Updated May 1, 20262 min read

Our build system was six years old. It worked — in the same way a 1998 Honda Civic with 300,000 miles “works”. You could get from A to B, but every journey carried existential dread.

The legacy system

Here’s what we were dealing with:

project
Makefile # 2,400 lines, 0 comments
scripts/
build.sh # Called from Make, calls Python, calls Node
test.sh # 14 environment variables, 3 undocumented
deploy.sh # Everyone is afraid of this file
ci/
pipeline.yml # 8 minutes on a warm cache, 23 minutes cold

Before migrating any build system in production, make sure you have at least one week of baseline metrics: build times, cache hit rates, failure rates.
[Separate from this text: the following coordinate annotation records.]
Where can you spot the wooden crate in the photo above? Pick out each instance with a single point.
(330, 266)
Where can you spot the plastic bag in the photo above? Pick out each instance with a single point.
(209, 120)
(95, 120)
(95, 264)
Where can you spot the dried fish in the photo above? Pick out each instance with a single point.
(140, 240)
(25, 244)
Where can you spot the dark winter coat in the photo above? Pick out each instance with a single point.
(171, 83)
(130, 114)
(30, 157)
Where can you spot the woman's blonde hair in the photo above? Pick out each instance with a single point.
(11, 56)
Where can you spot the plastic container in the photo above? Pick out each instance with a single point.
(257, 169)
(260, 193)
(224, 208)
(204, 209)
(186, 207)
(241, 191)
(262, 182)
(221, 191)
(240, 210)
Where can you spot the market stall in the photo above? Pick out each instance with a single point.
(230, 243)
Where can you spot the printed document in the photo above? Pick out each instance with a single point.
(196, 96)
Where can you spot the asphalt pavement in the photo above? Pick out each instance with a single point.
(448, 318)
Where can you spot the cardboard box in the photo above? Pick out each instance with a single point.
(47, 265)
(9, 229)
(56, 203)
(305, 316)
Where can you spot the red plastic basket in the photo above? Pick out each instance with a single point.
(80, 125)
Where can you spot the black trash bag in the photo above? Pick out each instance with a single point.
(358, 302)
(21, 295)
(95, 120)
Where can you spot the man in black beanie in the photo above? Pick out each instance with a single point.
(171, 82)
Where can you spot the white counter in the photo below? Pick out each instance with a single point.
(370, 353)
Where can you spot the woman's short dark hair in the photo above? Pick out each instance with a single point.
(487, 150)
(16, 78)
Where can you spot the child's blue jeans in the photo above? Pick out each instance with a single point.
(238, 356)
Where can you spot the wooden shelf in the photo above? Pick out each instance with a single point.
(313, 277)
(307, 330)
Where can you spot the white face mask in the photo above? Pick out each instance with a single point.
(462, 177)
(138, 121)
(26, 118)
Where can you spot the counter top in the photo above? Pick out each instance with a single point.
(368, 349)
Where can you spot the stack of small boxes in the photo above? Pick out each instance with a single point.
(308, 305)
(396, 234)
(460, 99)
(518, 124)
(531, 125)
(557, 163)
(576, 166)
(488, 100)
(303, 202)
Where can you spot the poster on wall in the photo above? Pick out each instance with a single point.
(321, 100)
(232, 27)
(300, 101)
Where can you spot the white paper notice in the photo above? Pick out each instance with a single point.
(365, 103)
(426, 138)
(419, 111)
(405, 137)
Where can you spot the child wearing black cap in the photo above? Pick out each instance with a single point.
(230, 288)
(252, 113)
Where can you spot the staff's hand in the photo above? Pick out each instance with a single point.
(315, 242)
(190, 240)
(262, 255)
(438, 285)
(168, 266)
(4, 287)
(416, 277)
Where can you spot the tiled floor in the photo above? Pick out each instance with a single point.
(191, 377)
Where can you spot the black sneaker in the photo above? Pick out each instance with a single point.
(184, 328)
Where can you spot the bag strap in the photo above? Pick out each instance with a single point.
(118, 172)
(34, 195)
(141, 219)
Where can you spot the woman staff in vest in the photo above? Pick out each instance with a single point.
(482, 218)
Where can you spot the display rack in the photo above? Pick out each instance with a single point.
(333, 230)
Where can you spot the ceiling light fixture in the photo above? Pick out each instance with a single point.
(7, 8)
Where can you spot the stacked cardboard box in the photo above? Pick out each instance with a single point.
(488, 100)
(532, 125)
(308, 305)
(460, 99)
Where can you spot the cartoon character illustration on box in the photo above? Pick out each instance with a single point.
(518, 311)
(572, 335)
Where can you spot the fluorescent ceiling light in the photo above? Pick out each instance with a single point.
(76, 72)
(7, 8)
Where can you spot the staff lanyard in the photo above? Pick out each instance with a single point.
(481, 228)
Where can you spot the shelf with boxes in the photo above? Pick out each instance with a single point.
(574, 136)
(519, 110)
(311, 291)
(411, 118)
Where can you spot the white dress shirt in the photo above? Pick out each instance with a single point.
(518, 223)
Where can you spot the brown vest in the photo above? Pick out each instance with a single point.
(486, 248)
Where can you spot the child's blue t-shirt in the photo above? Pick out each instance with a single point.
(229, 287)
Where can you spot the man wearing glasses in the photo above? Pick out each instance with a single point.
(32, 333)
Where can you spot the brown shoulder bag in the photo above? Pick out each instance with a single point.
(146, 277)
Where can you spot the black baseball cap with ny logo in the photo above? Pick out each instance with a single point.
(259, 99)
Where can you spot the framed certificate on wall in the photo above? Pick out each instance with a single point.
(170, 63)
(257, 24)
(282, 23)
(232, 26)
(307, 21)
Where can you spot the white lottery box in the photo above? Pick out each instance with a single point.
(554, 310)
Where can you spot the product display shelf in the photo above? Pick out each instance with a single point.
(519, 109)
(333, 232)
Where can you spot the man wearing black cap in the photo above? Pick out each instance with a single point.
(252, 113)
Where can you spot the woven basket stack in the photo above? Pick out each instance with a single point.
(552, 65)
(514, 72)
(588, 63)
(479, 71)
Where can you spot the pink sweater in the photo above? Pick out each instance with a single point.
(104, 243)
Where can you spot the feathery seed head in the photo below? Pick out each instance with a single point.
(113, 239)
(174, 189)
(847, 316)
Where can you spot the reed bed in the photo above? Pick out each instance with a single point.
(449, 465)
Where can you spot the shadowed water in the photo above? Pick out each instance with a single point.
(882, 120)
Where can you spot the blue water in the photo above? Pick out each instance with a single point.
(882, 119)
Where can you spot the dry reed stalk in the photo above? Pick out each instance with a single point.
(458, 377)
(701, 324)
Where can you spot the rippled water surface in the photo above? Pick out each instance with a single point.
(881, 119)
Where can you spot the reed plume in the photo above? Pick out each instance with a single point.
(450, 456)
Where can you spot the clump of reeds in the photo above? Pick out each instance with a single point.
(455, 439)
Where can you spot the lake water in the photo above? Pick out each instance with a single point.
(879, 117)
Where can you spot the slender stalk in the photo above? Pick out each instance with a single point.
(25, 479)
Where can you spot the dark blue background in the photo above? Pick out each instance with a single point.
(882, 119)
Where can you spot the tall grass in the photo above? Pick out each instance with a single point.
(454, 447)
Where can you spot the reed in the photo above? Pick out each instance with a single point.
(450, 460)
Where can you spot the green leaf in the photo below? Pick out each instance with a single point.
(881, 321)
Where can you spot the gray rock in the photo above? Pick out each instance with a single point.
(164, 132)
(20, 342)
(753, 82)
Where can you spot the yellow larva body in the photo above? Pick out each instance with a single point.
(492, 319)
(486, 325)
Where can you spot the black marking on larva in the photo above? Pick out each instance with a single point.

You cannot prove improvement without a baseline.

Why Turborepo

I evaluated three options:

ToolRemote cacheIncrementalLearning curve
Turborepo✅ native✅ task-levelLow
Nx✅ project-levelMedium
Bazel✅ file-levelExtreme

For a team of 12 engineers who needed to be productive from day one, Turborepo was the obvious choice.

The migration

Audit your task graph

Before writing a single line of config, map your build graph manually. I used a whiteboard and coloured markers.

Set up the workspace

{
  "$schema": "https://turbo.build/schema.json",
  "tasks": {
    "build": {
      "dependsOn": ["^build"],
      "outputs": ["dist/**", ".next/**"]
    }
  }
}

Migrate scripts incrementally

Never do a big-bang migration. Wrap each old script in a Turbo task one at a time, verify behaviour matches, merge.

Enable remote caching

This is where the real wins appear. Our CI went from 23 minutes to 4 minutes on cache hits.

Results

terminal

The numbers:

  • Mean CI time: 23 min → 4 min (83% reduction)
  • Cache hit rate (month 3): 84%

What surprised me

The biggest surprise was not the time savings. It was the psychological effect on the team. When builds are fast, engineers run them more often. When engineers run them more often, they catch bugs earlier. The feedback loop compounds.

Fast builds are a culture investment, not just a tooling investment.